Shahdara Timber Market Declared Animal Cart-Free as Final Ten Former Cart Owners Join PETA India’s Delhi Mechanisation Project
Delhi’s Shahdara Timber Market area was declared animal-drawn cart–free as the last ten former animal-cart owners were transitioned to battery-operated e-rikshaws in a ceremony held in the presence of Rohtas Nagar Municipal Councillor Shivani Panchal; community leaders Kamal Kishor, Ramesh Verma, and Ramprakash; and beneficiaries of the project.
Shahdara Timber Market is the second market in Delhi, after Assam Timber Market in Nangloi, to be declared animal-cart-free. With this latest handover, PETA India’s Delhi Mechanisation Project has now helped rehabilitate more than 200 former animal-drawn cart owners while sparing over 200 bulls, horses, and other equines from lives of hard labour.
Following this transition in her jurisdiction, Municipal Councillor Panchal wrote to the Hon’ble Mayor of Delhi, Shri Pravesh Wahi, urging the strict implementation of the municipal resolution No 590, dated 4 January 2010, passed by the Municipal Corporation of Delhi, which prohibits the use of horse-drawn tongas in the city.
“Animals belong in their natural environments and not in cities or markets. These e-rikshaws have helped former animal cart owners transition to dignified and more sustainable livelihoods and will keep the market more organised, clean, and help build a more compassionate society.Animal-drawn vehicles are a misfit in a progressive society, as animal-free methods offer a win-win solution for people and animals.” – Shivani Panchal, Rohtas Nagar Municipal Councillor
PETA India’s Delhi Mechanisation Project – a winner of the Giving Economy Changemakers Award – works to protect animals, such as bullocks, donkeys, ponies, and horses who are abused and forced to haul heavy loads, and to provide the families using them with better opportunities for earning a livelihood.

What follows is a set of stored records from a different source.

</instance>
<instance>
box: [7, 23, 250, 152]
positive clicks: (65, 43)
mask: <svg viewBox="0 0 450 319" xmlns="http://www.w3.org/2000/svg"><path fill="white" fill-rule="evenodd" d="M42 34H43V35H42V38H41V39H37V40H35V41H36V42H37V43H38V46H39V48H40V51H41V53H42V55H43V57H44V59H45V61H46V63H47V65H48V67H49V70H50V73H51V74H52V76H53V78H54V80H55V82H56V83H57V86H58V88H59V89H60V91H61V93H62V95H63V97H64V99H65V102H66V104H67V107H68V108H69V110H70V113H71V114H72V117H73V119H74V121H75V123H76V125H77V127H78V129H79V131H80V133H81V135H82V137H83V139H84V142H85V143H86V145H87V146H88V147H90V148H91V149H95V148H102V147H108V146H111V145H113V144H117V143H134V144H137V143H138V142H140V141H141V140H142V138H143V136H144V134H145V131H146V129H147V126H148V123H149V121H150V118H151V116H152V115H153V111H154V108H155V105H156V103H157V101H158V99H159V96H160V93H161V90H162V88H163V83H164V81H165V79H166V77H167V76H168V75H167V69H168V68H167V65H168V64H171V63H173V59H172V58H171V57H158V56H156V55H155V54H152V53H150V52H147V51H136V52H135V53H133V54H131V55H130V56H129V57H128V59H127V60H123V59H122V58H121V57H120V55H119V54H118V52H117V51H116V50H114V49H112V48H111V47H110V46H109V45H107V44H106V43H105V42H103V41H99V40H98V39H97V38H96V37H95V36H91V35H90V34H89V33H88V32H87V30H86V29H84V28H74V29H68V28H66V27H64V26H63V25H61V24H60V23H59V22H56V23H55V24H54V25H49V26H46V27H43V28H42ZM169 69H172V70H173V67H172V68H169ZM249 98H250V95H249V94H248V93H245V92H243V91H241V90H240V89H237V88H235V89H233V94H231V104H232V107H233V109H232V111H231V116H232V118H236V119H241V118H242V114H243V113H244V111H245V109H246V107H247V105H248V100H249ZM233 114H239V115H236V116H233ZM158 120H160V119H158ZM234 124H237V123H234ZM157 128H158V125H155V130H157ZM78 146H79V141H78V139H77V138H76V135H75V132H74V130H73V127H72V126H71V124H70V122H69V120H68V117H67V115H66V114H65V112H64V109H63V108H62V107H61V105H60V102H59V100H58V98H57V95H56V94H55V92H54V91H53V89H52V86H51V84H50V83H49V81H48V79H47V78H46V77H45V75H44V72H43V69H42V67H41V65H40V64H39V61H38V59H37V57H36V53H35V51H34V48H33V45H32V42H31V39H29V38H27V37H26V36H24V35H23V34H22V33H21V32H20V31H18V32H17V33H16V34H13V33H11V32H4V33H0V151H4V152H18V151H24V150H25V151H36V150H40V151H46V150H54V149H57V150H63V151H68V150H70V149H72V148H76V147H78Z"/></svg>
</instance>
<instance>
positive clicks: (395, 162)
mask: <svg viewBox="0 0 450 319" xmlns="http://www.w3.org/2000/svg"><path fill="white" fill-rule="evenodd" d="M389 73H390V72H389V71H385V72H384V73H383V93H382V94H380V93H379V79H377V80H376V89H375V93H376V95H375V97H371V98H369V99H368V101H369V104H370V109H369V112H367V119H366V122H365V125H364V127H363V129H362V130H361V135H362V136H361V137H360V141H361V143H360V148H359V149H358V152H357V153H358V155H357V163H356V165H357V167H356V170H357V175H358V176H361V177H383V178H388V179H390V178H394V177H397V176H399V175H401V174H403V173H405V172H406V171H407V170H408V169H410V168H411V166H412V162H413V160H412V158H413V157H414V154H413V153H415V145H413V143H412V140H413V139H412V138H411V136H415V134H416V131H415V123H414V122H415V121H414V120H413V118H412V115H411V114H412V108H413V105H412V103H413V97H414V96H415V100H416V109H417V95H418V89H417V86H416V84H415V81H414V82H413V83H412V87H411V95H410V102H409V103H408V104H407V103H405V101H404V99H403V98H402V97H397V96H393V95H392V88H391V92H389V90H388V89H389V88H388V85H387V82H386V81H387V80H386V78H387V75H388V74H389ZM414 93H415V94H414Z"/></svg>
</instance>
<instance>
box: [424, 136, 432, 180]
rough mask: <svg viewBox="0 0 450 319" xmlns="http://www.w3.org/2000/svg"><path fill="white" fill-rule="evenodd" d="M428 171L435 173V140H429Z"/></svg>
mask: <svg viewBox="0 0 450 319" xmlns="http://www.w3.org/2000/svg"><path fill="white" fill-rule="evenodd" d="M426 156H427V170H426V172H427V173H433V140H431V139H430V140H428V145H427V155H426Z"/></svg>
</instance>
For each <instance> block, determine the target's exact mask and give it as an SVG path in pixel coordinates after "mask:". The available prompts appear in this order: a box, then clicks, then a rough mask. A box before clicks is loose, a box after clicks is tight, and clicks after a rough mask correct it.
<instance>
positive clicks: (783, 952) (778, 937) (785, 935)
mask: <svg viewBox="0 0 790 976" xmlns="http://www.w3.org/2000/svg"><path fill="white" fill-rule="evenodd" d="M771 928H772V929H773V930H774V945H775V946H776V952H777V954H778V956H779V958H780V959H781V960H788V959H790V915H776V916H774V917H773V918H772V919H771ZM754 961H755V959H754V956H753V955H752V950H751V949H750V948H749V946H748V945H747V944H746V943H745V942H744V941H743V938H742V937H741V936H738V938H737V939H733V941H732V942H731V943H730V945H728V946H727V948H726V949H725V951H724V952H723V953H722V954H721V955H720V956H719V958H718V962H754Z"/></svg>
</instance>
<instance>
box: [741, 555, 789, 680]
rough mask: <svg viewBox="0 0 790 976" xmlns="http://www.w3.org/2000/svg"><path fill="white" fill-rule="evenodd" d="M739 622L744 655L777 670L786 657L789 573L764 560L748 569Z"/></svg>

Despite the availability of superior non-animal means, hundreds of bullocks and horses still ply slow-moving carts and tongas in Delhi, posing a traffic hazard and a danger to public health and the environment through the presence of dung and the carcasses of animals who died in the trade. Equines and bulls are often forced to work even when they are sick or injured. Handlers use weapons like whips, painful nose ropes, and spiked bits to force them to haul overloaded carts. The animals are denied access to proper nutrition, adequate water, and shade from the blazing sun. They are typically worked until death and given no veterinary care for common painful health concerns, including wounds, abscesses, muscle and joint ailments, cancer, blindness, and yoke gall.